OPINION | Where do we go from here?


Wednesday morning, State Economist Tom Stinson told us what, if we’re honest, we already knew. Minnesota’s recession-driven economic performance is creating a growing, on-going state budget deficit.

In inflation-unadjusted dollars, Stinson, along with the Minnesota Management and Budget Office, projects that Minnesota will realize a $1.2 billion shortfall in the current biennium. Holding present budget figures constant, he further projects that deficit growing to $5.4 billion in the next biennial budget cycle.

But, that $5.4 billion isn’t actually the correct figure. Calculating inflation’s full anticipated impact raises the projected next biennial budget deficit to $7.4 billion. On the surface, it’s a head-scratcher. How can budget professionals be off by $2 billion?

Short-term political necessity trumped responsible governance, that’s how.

Minnesota policymakers, in one of the most truly self-interested, bipartisan political budget deals ever struck, agreed in 2002 to assume inflation’s impact when calculating revenue forecasts but ignore it when calculating costs. The difference birthed a creative accounting spread masking a roaring $4 billion budget deficit. At least, it masked the shortfall through the November elections.

This chicanery set the budget policy tone for the entire Pawlenty administration, a tenure bookended by substantial budget deficits.

Following Stinson’s Wednesday presentation, Governor Pawlenty, in a separate press conference echoed by every conservative state public policy voice, piously declared that Minnesota has a spending problem, not a revenue problem. This has been the Governor’s stock observation since taking office in 2003, much like his declarations that Minnesota’s tax burden is too great or now’s not the time to raise taxes because the economy is either too strong or too weak.

Stinson pulled no punches, identifying dramatically diminished income tax receipts as the key reason Minnesota faces a budget deficit. Diminished revenue is the consequence of double-digit unemployment and a lagging economy. In other words, Minnesota has a revenue problem.

Governor Pawlenty, in his December 2 press release, pledged to “work with the legislature to resolve the budget shortfall.” Experience suggests that Pawlenty means he’ll work with the legislature only insofar as the legislature entirely yields to Pawlenty’s policy priorities. This is not a progressive action prescription and will only perpetuate the present situation.

So, where do we go from here?

First, regarding the projected immediate deficit, I suspect that the Governor will yank some or all of the state’s scheduled revenue sharing payment to Minnesota’s communities. He comfortably exercised his unallotment authority earlier this year and I can’t imagine six passing months have changed his mind. We may fairly anticipate more spending cuts. State legislators will likely propose revenue increases but, again, their circumstances have changed no more than Pawlenty’s so a similar outcome is certain.

Resolving Minnesota’s projected budget shortfall should require a balanced approach. We can’t cut our way out of this problem anymore than we can tax our way out. We need to embrace both measures.
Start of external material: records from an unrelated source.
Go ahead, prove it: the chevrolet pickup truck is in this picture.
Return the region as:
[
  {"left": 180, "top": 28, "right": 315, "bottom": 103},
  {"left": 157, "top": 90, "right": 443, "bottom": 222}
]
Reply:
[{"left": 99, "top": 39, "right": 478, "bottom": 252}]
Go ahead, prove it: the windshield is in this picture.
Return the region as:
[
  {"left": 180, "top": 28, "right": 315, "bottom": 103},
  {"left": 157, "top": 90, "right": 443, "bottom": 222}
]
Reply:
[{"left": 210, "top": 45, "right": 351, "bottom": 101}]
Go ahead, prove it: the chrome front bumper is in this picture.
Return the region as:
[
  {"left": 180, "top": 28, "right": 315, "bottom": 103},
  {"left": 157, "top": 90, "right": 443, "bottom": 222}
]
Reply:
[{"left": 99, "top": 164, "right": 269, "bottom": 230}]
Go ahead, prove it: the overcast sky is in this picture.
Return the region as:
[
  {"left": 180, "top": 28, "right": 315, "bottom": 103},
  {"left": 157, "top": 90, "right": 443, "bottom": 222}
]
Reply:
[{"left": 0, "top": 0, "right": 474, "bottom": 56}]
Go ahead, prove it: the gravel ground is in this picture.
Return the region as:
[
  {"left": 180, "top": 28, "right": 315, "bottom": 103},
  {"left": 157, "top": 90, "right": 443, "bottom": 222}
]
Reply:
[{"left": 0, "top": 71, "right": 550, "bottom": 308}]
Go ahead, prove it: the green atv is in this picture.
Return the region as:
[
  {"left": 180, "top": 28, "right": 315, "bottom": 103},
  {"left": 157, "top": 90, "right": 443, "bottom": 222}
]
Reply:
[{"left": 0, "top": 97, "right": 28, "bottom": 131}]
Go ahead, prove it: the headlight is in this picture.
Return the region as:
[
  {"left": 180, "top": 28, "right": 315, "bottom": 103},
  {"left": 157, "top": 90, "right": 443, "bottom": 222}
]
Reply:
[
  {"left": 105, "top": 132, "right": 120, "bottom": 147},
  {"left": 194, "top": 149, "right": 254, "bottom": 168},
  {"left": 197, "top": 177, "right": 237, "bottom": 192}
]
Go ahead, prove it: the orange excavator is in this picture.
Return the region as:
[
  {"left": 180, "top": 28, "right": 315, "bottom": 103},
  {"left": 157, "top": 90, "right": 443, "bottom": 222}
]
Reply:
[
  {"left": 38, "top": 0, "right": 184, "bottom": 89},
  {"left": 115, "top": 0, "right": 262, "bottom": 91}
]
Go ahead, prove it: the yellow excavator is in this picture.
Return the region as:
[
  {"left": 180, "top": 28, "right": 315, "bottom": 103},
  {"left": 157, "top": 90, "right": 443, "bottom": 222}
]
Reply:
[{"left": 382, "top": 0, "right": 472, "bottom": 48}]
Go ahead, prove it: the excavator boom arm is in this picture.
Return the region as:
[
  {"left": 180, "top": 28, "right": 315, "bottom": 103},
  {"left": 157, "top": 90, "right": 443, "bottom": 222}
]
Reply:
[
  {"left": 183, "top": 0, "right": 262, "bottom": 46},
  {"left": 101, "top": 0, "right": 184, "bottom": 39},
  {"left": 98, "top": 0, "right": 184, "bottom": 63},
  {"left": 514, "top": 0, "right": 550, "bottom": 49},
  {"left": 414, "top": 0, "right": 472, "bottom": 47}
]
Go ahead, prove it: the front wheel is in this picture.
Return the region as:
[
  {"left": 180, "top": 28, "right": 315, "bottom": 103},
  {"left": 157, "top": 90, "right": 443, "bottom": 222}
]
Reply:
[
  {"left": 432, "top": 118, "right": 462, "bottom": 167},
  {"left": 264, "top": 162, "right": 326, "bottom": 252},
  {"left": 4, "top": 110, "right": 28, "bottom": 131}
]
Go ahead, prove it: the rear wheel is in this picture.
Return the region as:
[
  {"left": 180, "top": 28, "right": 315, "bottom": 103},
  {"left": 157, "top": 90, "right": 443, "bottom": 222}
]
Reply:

Over the long term, Minnesota needs an economic growth strategy. We don’t have one at present and, given state public policymakers’ track records, it’s unlikely that an articulate, foresightful development plan will emerge anytime soon. Only business growth will generate jobs and the income tax revenue that follows. State policy should leverage Minnesota’s strengths—strong schools; solid infrastructure; smart, flexible workers; and discipline innovation—rather than ignore, waste or undermine it.

Minnesota must focus on what really matters: education, healthcare, transportation and economic development. Conservative public policy is failing hardworking Minnesotans. We need a balanced approach if we want Minnesota to continue to be an above average state that offers a high quality of life to the people who live here. Let’s focus on what’s made our state great in the past-good schools, good jobs, affordable housing options, beautiful parks and lakes-and let’s find a way to balance the budget while also funding the programs that make Minnesota a desirable place to live, to work and to raise families.